July 17, 2016


Dear Sufjan Stevens: De-Clutter Your Life (Or At Least Your Live Show)

Tim Mosenfelder/Getty Images
Tim Mosenfelder/Getty Images

Dear Sufjan Stevens,

Hey there! Big fan. Hope all’s well. Before anything else, a quick thanks for making my favorite album of last year. There were a lot of great albums released last year, but Carrie & Lowell was the one that was the most moving, for me. Thanks for that!

So, I just watched you headline Pitchfork Music Festival on Saturday night, and I’m writing out of concern. This is the fifth time I’ve seen you in concert, and it was by far the most perplexing performance of yours I’ve witnessed. You ended with a Prince cover while wearing a helmet sporting several balloons. You said at the beginning that you wanted to make this show upbeat after a year of touring behind such a sad record, and then played your saddest song ever, “Fourth of July.” You broke out the vocoder, again! What’s going on, Suf? Are you okay?
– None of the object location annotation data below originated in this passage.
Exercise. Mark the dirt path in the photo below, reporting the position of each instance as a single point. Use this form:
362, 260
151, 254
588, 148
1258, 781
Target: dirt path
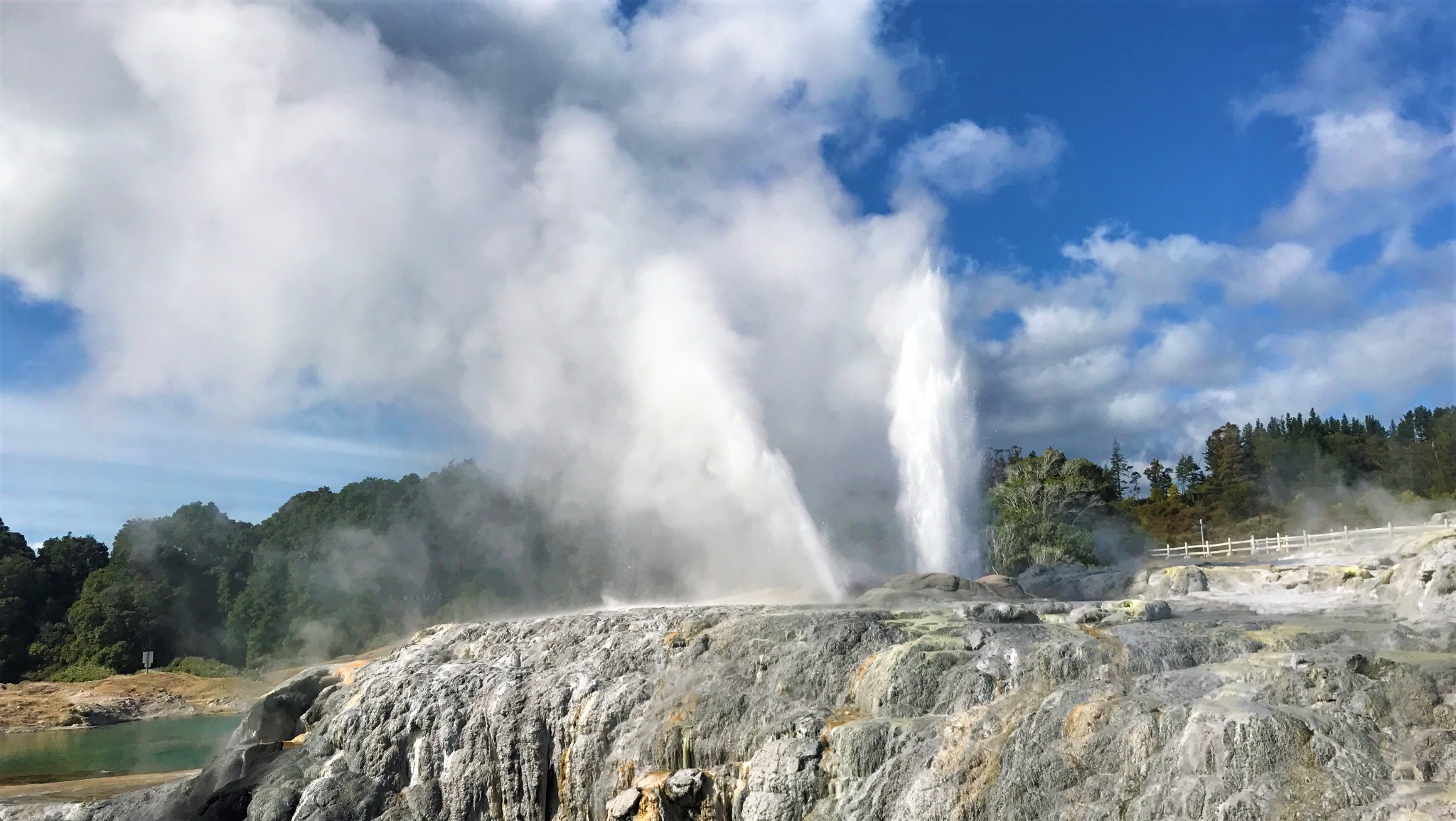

Let me level with you: I’m not a fan of The Age of Adz. Your 2010 electronic opus was fiercely beloved by a lot of critics and a few of my stranger friends, but personally, I don’t get down with the glitchy beats, pseudo-spiritual mantras or noise experimentations, especially when compared to your brilliantly intimate lo-fi. I’d rather watch you wax poetic on a banjo instead of physically smash that banjo, put on a giant disco-ball jumpsuit, climb up a shimmering ladder and sing a 25-minute anthem, as you did on Saturday night. When you focus on The Age of Adz in your live shows, you—one of this century’s most accomplished folk-leaning artists—go maximalist, surreal and goofy. You take your sound and inject some theatrical goo in its center.

And that’s okay! Not everything is for everybody. Lots of people like The Age of Adz, and just because I don’t doesn’t mean that you should neglect it in your live set. I saw you perform in Brooklyn’s Prospect Park in 2011, a few months after The Age of Adz was released, and you wore the same Broadway-ready wings and showcased the same showy choreography as you did at Pitchfork Fest on Saturday; I hated that show, but a lot of people around me in the crowd were riveted. That's great! You decided to make a radical departure from your sound and I respect that, no matter how the result affects me. 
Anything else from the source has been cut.